Lembrava também a sua adolescência, numa época bem distante, morando naquela cidade simples, acanhada mas acolhedora: a praça pequena e bem cuidada e no centro da praça a Igreja Santo Antônio, o padroeiro da cidade.

E era o sino daquela igreja que ela ouvia, num toque melancólico, quase triste, como que a chamar as pessoas para a reza do terço ao final das tardes. Aos domingos, a mesma sonoridade que se espalhava por todos os cantos até que se juntassse todo o povo para que a missa pudesse começar; mas ela, ouvindo o sino, só sentia vontade de chorar e chorava.

Hoje, aqui em Franca, no bairro onde mora pode ouvir bem de perto o som harmonioso do sino da igreja São Sebastião, bem como o toque suave e musical que vem do sino de igreja mais distante, a bela e majestosa Catedral.
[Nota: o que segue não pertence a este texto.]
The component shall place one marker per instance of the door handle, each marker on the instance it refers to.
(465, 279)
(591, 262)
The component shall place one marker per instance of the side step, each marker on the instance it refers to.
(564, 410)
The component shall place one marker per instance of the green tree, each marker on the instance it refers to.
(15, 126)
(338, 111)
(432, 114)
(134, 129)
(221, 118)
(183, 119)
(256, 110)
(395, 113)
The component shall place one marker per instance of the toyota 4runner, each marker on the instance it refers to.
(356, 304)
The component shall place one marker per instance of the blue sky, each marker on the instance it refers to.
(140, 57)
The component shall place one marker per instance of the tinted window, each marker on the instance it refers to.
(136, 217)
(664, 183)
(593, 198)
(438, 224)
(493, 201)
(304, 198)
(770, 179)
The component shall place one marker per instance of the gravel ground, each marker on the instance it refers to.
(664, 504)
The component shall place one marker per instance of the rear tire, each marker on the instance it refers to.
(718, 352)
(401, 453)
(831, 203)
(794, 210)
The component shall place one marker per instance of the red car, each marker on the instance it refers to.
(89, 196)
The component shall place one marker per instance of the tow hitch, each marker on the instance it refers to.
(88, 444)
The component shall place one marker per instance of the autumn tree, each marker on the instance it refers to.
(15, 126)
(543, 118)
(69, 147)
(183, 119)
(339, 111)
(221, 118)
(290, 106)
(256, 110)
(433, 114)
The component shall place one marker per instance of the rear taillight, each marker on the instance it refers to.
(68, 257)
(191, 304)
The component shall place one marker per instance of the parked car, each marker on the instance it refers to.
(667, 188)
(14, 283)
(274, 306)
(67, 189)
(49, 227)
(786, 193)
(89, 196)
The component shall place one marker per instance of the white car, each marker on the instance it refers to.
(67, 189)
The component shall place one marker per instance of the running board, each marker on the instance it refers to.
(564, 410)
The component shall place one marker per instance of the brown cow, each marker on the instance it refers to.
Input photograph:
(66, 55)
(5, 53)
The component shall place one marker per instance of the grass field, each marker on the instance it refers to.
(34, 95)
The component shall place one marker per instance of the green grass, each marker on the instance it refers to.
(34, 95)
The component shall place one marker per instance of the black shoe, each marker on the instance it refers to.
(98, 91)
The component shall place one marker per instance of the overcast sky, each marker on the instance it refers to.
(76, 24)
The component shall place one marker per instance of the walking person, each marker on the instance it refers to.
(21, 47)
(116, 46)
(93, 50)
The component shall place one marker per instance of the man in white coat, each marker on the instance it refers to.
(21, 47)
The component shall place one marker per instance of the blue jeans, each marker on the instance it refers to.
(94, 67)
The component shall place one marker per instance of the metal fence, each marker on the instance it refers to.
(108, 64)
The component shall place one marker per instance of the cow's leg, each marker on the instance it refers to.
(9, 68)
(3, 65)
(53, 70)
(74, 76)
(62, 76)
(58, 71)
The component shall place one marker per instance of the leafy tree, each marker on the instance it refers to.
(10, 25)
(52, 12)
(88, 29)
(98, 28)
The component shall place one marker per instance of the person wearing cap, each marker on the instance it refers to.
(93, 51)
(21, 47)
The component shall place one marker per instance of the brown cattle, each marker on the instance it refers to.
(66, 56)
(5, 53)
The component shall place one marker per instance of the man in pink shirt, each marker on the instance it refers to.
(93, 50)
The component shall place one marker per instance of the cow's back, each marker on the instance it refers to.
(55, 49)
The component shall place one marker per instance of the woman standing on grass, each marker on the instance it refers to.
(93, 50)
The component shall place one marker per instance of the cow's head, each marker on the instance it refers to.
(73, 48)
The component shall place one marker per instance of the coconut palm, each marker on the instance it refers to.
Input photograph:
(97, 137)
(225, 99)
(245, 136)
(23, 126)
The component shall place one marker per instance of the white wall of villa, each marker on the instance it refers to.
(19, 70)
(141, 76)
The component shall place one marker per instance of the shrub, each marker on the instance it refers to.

— Então ela não chora mais quando ouve a estranha melodia?

— Às vezes sim, às vezes não, mas se ouve, ela para, se cala e espera porque compreende agora a linguagem dos sinos que falam pouco de mágoas e muito mais de alegrias.

Falando com os sinos e sem chorar, ela compreende agora porque os sinos tocam e “por quem os sinos dobram”.